Pasukan Gabungan Amankan Lokasi Serangan
Wakil Komandan Frontier Constabulary, Javed Iqbal, memastikan tiga personel tewas dalam kejadian itu. Menurut seorang pejabat senior, para pelaku memaksa masuk dengan tembakan sebelum melakukan aksi bunuh diri. Karena itu, proses penyisiran berlangsung dengan sangat hati-hati.
Selain itu, aparat keamanan menduga masih ada ancaman di dalam markas. Oleh sebab itu, militer dan polisi memperluas perimeter pengamanan. Serangan bom bunuh diri Pakistan ini membuat seluruh unit keamanan di Peshawar meningkatkan kewaspadaan.
Korban Luka Sudah berada di Rumah Sakit
Lima korban luka, termasuk dua anggota paramiliter, dilarikan ke Lady Reading Hospital. Juru bicara rumah sakit, Mohammad Asim, mengatakan seluruh korban telah mendapat penanganan darurat. Kondisi beberapa korban masih dalam pemantauan intensif.
Warga sekitar mengaku terkejut dengan kerasnya ledakan.
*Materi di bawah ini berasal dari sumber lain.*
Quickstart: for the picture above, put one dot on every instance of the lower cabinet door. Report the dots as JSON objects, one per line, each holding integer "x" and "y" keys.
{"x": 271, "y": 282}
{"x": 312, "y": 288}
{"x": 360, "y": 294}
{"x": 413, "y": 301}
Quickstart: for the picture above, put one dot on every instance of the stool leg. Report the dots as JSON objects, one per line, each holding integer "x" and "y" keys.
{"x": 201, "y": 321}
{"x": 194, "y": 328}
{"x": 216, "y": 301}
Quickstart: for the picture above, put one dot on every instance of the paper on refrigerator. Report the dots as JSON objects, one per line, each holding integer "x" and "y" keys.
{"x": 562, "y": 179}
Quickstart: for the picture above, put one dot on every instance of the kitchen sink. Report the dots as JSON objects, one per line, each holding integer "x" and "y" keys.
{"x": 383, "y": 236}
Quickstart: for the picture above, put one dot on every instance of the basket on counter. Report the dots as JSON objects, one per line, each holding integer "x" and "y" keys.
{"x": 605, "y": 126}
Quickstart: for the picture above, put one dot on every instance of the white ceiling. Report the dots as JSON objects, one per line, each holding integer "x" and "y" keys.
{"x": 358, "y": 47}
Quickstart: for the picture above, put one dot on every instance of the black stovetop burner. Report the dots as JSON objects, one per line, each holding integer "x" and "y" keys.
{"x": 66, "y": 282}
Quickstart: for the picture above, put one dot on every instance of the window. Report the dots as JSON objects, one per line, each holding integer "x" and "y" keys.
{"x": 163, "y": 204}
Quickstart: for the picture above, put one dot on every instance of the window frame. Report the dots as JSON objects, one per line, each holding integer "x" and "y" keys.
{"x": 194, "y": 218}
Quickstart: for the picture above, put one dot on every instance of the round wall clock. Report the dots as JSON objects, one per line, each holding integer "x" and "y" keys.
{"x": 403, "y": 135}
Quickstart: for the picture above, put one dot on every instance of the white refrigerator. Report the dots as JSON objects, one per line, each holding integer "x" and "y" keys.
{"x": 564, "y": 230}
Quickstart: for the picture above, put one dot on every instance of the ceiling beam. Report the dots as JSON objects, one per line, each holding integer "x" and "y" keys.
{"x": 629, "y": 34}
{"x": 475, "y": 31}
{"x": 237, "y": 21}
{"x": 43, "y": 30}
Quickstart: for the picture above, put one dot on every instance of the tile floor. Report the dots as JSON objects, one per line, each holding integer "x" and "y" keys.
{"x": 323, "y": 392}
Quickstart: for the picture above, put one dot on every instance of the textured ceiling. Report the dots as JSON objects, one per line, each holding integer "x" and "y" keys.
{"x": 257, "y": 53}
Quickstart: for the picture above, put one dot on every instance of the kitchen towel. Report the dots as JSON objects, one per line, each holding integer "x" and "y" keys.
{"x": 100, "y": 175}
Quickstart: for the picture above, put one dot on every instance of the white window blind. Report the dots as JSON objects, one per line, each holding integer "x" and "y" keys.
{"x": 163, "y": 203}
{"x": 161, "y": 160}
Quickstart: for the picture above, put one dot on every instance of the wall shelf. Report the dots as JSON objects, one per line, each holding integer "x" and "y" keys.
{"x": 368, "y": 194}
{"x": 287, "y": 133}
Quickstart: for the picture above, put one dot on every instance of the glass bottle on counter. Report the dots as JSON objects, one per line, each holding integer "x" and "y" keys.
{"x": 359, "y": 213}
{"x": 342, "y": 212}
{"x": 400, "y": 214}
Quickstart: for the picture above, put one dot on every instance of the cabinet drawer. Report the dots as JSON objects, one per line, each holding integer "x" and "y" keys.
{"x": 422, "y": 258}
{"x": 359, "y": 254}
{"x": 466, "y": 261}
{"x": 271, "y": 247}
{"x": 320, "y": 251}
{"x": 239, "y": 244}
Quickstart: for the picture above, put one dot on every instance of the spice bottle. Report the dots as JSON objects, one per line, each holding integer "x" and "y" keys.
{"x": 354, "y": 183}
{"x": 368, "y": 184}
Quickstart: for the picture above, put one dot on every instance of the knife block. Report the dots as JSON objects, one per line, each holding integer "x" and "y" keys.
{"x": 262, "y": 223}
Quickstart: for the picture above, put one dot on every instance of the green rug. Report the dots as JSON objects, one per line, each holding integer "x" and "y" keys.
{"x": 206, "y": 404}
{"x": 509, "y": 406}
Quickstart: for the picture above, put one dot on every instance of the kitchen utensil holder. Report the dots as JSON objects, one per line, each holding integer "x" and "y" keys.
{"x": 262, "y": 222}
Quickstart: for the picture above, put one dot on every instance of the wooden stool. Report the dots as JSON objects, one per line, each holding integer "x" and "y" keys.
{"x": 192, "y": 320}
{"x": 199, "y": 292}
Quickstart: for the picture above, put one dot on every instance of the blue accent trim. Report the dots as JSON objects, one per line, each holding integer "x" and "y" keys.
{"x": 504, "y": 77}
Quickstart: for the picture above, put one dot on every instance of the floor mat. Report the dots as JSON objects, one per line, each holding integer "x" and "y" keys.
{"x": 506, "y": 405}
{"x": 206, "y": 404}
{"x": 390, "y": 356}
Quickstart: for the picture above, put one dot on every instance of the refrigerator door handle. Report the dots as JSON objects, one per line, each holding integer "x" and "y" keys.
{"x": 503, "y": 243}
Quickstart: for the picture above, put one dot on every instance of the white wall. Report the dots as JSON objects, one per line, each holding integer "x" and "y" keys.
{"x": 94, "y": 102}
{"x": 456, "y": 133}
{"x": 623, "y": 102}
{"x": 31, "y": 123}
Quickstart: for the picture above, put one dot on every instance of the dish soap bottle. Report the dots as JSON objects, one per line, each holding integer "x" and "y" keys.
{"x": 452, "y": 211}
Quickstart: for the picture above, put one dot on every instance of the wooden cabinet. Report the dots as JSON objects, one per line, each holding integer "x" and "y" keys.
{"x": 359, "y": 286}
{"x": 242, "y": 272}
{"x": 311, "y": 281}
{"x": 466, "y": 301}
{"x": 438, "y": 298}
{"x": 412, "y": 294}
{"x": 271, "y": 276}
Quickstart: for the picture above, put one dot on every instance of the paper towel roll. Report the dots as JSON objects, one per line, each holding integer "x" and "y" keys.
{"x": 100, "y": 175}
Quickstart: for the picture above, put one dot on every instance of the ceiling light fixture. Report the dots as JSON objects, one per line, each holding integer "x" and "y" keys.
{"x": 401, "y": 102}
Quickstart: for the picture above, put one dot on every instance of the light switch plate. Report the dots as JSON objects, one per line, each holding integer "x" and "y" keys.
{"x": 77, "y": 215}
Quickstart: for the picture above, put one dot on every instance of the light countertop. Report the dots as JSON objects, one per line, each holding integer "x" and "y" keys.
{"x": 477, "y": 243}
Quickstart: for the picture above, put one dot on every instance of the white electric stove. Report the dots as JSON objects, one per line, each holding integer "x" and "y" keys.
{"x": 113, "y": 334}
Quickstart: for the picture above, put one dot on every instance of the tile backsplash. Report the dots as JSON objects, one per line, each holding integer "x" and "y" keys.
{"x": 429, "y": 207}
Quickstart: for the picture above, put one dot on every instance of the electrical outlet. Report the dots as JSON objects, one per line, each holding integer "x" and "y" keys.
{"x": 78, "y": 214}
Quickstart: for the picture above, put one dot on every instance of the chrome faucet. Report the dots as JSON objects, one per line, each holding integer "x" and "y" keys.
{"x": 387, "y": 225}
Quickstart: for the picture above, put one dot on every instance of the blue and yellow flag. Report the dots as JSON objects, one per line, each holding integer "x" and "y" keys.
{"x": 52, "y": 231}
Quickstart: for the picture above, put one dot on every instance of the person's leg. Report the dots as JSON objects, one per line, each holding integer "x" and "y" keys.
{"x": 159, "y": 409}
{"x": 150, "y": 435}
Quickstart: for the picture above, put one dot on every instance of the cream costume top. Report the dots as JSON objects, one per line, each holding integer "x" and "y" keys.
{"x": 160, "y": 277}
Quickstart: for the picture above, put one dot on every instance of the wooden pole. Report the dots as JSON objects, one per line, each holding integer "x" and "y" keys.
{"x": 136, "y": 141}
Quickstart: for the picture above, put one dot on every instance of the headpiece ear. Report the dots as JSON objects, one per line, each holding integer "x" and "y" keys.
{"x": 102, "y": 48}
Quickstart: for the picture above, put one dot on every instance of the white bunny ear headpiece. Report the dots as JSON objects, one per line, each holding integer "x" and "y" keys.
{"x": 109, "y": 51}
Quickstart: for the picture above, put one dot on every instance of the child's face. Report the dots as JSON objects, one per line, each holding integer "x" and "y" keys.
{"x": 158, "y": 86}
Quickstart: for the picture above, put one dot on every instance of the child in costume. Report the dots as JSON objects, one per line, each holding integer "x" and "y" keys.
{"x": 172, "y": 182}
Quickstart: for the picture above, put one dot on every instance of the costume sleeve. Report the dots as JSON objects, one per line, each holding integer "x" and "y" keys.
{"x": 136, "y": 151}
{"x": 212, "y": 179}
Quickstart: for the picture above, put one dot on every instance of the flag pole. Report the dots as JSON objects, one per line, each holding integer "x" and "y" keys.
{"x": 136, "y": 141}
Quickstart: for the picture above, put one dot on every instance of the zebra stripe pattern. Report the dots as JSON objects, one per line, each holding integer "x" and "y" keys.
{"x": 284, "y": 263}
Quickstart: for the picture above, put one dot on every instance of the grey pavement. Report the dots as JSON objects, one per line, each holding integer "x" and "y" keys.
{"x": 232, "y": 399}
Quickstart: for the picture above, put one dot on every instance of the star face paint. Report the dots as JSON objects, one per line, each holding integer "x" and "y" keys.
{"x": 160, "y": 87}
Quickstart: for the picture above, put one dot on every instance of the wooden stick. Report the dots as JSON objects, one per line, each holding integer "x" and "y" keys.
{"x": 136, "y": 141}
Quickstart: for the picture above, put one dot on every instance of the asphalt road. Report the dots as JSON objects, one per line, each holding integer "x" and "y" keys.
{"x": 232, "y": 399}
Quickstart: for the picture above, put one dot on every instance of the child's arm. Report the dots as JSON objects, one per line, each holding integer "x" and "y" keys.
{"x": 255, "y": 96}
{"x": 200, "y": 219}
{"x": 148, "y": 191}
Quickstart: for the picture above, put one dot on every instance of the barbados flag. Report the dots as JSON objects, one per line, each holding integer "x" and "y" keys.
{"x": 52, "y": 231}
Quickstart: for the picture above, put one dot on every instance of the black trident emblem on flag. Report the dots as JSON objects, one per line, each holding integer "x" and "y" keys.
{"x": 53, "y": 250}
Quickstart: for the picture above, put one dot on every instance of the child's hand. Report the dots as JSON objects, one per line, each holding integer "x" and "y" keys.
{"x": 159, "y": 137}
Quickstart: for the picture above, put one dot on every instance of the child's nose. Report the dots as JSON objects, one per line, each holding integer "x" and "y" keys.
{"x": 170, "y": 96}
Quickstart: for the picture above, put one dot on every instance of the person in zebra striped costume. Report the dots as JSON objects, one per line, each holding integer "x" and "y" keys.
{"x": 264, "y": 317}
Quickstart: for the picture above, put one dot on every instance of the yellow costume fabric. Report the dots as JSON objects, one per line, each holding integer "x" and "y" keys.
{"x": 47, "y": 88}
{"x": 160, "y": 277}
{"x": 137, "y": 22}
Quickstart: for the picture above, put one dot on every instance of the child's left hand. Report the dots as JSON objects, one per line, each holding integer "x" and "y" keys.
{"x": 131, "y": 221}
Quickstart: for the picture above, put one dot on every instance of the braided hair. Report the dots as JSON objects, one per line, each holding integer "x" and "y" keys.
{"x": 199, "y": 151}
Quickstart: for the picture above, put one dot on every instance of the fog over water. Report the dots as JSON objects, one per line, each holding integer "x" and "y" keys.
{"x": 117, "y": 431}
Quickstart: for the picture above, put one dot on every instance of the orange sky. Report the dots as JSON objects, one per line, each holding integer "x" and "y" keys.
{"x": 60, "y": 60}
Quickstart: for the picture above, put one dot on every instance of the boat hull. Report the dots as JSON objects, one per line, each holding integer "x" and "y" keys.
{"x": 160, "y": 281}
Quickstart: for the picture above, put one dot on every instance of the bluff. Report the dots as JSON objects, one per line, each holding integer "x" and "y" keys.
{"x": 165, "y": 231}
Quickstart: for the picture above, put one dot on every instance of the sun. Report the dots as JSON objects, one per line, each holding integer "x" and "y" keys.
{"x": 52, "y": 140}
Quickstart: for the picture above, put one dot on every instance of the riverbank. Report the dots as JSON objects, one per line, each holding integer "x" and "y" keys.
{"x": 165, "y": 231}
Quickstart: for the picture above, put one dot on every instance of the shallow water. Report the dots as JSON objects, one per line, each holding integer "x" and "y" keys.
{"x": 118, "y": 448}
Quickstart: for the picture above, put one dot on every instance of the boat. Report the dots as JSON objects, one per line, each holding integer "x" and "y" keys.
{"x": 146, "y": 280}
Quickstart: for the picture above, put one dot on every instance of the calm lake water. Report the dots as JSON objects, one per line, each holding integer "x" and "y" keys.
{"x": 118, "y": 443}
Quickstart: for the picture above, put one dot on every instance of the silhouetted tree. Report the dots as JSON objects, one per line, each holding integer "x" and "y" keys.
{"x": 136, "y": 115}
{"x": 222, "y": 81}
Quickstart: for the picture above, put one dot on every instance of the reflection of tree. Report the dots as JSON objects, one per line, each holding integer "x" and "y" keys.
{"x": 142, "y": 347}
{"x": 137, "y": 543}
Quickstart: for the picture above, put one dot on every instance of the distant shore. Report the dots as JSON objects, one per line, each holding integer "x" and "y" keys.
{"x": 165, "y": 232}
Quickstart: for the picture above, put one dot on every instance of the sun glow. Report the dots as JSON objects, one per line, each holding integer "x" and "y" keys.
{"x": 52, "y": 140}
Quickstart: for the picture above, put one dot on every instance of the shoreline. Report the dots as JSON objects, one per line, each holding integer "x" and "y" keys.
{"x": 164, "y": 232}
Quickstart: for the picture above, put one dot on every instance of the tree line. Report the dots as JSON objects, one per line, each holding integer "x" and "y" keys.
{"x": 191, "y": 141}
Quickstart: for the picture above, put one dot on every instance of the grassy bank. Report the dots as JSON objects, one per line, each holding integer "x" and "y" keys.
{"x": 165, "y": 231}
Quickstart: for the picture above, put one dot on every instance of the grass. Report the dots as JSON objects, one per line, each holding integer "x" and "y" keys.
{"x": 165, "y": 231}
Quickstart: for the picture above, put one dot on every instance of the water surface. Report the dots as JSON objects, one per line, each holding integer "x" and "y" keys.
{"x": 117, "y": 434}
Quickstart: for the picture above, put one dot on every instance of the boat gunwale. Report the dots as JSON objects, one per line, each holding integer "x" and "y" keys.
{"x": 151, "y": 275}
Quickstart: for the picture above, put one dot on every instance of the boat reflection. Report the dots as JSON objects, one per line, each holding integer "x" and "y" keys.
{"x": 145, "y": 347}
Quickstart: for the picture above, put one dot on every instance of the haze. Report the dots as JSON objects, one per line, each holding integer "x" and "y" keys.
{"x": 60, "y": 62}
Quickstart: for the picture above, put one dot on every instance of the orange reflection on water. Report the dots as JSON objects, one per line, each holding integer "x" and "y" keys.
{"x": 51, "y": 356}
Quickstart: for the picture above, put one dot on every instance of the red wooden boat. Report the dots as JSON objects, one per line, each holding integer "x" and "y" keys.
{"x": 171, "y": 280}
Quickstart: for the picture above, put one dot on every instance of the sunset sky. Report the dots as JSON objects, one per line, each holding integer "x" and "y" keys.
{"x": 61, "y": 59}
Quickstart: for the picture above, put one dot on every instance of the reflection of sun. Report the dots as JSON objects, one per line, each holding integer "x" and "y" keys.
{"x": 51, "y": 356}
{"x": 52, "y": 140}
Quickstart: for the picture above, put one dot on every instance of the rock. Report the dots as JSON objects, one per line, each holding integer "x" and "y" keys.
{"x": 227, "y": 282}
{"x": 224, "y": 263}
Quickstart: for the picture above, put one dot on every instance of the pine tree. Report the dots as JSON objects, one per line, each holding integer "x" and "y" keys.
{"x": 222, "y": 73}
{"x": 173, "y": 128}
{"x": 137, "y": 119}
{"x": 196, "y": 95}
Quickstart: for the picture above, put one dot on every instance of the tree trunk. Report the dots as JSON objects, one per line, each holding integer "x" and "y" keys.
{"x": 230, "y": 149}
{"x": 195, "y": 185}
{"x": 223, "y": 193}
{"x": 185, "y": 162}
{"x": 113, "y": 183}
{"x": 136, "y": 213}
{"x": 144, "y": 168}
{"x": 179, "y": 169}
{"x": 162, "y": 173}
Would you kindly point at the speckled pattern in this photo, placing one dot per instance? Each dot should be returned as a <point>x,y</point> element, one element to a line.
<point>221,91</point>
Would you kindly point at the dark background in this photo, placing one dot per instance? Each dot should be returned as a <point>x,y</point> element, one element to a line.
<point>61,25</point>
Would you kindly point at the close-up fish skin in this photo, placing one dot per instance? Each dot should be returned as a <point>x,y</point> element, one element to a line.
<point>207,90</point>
Jalan utama menuju markas ditutup total. Selain itu, beberapa toko di sekitar lokasi ikut menghentikan aktivitas karena situasi masih dianggap rawan.
Belum Ada Pihak Mengaku Bertanggung Jawab
Hingga kini belum ada kelompok yang mengklaim serangan tersebut. Namun, otoritas Pakistan menilai kelompok militan berbasis di wilayah perbatasan kemungkinan berada di balik aksi ini. Sejak bentrokan mematikan antara Pakistan dan Afghanistan bulan lalu, serangan militan meningkat tajam.
Pemerintah Pakistan juga menuduh Taliban Afghanistan membiarkan kelompok militan melakukan serangan lintas batas. Meski begitu, Kabul membantah tuduhan itu. Polemik ini membuat situasi keamanan di kawasan perbatasan makin tegang, dan serangan bom bunuh diri Pakistan di Peshawar menjadi alarm terbaru bagi Islamabad.